I was in the visitor's center at Valley Forge National Park in Pennsylvania, glad for the air conditioning. It was Spring of 1994 and unseasonably warm. As I waited in line for the water fountain, I studied this piece of paper with faded handwriting. It was a receipt showing that General George Washington had paid a laundress 40 shillings a month during the winter encampment of 1777-1778.
Boing! Suddenly the Revolutionary War came into focus. I could relate to laundry! Ideas and questions zoomed through my head. Who was this laundress? What would it have been like to wash the General's shirts and see Martha baking a cake? While I went nuts in the gift shop buying books and maps and other doodads [including two Almond Joys], a story emerged: a young girl living in Valley Forge watches the Continental Army march into her peaceful valley during a blizzard. Many of the soldiers are barefoot, their bleeding feet leave blood in the snow ...
Wow! That gory image could be the title: The Winter of Red Snow.
Once home, I called my editor Ann Reit, to discuss the new Dear America series she and Scholastic publisher Jean Feiwell had invited me to help start. "Do it," Ann said. "Any more ideas?"
Off the top of my head I asked, "What about a girl on the Oregon Trail heading West?"

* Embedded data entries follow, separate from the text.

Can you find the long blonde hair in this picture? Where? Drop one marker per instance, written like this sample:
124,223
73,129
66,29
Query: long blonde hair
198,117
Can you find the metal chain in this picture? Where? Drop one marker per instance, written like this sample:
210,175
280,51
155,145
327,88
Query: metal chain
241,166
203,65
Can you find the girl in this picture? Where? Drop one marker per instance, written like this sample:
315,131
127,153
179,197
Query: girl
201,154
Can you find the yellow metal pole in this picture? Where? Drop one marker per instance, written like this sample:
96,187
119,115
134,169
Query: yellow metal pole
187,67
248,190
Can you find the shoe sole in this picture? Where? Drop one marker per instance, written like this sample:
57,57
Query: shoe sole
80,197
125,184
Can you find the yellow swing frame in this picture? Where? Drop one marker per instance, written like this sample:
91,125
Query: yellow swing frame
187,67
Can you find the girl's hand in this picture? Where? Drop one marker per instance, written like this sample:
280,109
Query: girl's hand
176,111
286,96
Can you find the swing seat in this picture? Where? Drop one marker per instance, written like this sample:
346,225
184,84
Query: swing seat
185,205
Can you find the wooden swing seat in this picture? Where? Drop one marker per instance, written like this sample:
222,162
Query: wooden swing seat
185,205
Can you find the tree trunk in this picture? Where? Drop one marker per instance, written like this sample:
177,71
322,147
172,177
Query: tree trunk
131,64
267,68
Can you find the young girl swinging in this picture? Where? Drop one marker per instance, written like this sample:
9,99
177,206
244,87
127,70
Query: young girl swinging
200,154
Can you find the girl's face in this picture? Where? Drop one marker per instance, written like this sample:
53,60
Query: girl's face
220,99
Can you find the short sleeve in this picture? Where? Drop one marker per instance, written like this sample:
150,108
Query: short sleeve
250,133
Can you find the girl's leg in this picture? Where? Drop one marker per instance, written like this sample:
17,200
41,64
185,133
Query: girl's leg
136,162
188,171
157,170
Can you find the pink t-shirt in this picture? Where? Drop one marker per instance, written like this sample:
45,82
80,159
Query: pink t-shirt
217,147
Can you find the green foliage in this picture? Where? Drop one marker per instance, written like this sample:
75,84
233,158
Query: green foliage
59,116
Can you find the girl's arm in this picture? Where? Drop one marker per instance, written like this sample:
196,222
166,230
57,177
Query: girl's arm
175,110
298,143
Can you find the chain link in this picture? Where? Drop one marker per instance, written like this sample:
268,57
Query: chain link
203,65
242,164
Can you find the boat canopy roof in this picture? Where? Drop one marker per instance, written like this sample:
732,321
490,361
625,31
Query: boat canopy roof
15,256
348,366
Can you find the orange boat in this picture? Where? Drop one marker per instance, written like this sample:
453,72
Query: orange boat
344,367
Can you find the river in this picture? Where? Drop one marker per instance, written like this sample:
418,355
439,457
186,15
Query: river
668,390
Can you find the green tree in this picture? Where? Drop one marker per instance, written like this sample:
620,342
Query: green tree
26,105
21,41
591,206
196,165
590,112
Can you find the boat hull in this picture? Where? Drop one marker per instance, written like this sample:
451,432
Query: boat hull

"Do it," she said again. Thus began another diary: Across the Wide and Lonesome Prairie, but that's another story!
BOOK JACKETS above: [left] original from 1996; [right] new for Fall 2010 re-issue
3 comments:
Hard to believe it was so long ago! I guess I was 11 years old when I read The Winter of Red Snow. This makes me feel old, LOL.
Rebecca, I feel like your auntie and want to say how nicely you've grown up!
Thank you! I am recently an auntie myself - I have the cutest 6 month old niece! I already like to read to her, I can't wait to buy her books when she is older!